Viral replication in the absence of p53. (A and B) Stable pools of HT1080 cells expressing shRNA against p53 (shRNA-p53) or GFP (shRNA-GFP) were transduced with a lentivirus expressing GFP (+) or an empty-vector control (−). (A) Whole-cell extracts were prepared and subjected to Western blot analysis. (B) Fluorescence originating from GFP was measured, normalized to total protein, and displayed on a graph. (C) The shRNA-expressing cells were infected with 0.001 PFU/cell of EMCV, HPIV3, or VSV. (D) At 24 h p.i. for EMCV and VSV, and at 48 h p.i. for HPIV3, the supernatant was collected, and the virus yield was determined and plotted as a proportion of the yield obtained from control shRNA-GFP cells. (E) Primary MEFs derived from WT (+/+) or p53 KO (−/−) mice were transduced with a lentivirus expressing human p53 or GFP for 48 h, and expression was analyzed by Western blotting with or without transfection of 2 μg/ml of poly(I:C) for 8 h. (F) Primary WT or p53 KO MEFs were either left untreated or transduced with a lentivirus expressing GFP or human p53 at increasing concentrations (1× or 5×) for 24 h.

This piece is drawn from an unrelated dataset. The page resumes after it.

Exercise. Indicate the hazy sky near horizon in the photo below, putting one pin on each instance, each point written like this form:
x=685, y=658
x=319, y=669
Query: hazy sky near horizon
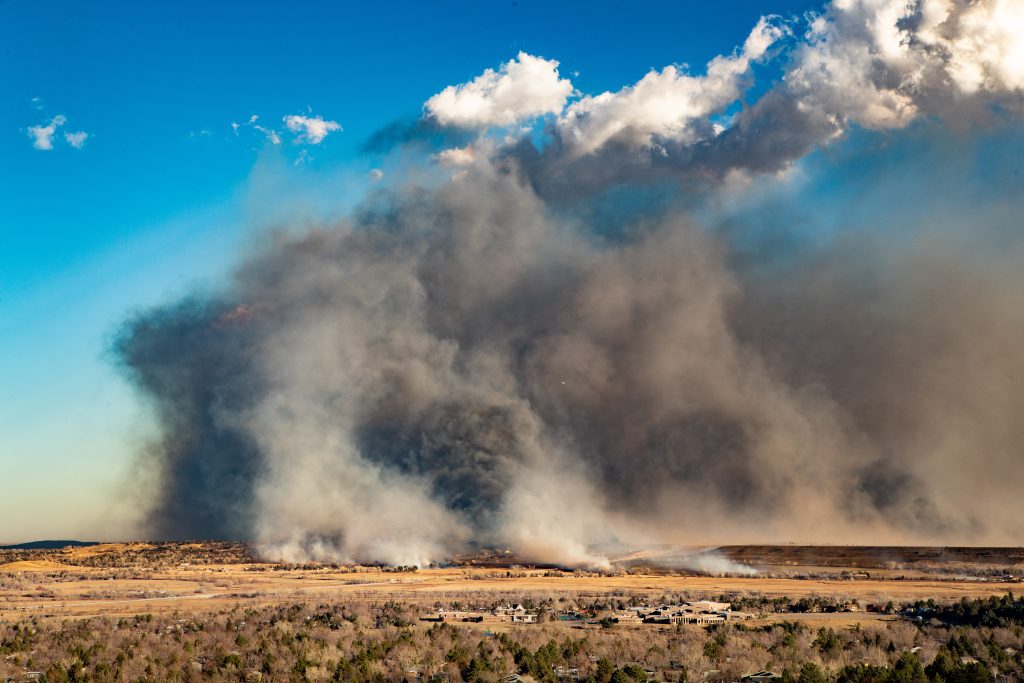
x=145, y=150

The cells were subsequently infected with 0.001 PFU/cell of EMCV. At 24 h p.i., the supernatant was collected, and the virus yield for each treatment was determined and plotted as a proportion of the yield obtained from WT cells.

FIG. 3.

dsRNA treatment induces down-regulation of p53 without changing the half-life of the protein. (A) HT1080 cells were transfected with 2 μg/ml of poly(I:C), and whole-cell extracts were prepared at different times and analyzed with specific antibodies as indicated. (B) Inhibition of dsRNA-induced apoptosis does not block down-regulation of p53. HT1080 cells were transfected with 2 μg/ml of poly(I:C) and treated with increasing concentrations of Z-VAD-FMK, an irreversible caspase inhibitor, for 8 h. Whole-cell extracts were collected and analyzed by Western blotting with specific antibodies. (C and D) To determine of the half-life of p53 protein in HT1080 cells, the cells were treated with 5 μg/ml of cycloheximide with or without 2 μg/ml of poly(I:C) for the indicated times. (C) Whole-cell lysates were extracted and subjected to Western blot analysis. (D) The ratio of p53 to β-actin was calculated at each time point and plotted on a graph. (E) HT1080 cells were grown in a medium without methionine for 2 h before being pulsed with [³⁵S]methionine. After 30 min of incubation with [³⁵S]methionine, the cells were put back into a normal medium with or without 2 μg/ml of poly(I:C). Extracts were collected at the indicated times and subjected to IP using an antibody against p53 (FL-393). The IP was separated by electrophoresis in SDS-PAGE, transferred to a nylon membrane, and exposed to a phosphorimager screen. The intensity corresponding to p53 protein was quantified using ImageQuant software. (F) HT1080 cells were transfected with 2 μg/ml of poly(I:C) for 8 h in the presence of increasing concentrations of the proteasome inhibitor MG132. Whole-cell extracts were prepared and analyzed by Western blotting. (G) HT1080 cells were transfected with 2 μg/ml of poly(I:C) for the indicated times in the presence of 5 μM of MG132. WCL were prepared and subjected to IP with antibodies against p53 as described above. The IP was separated by electrophoresis in SDS-PAGE, transferred to a nylon membrane, and analyzed by Western blotting (WB) with the indicated antibodies. The heavy chain (IgG-HC) of the antibody used for the IP was used as a control. (H) WCL controls for the IP were also directly analyzed by Western blotting with the indicated antibodies.

FIG. 4.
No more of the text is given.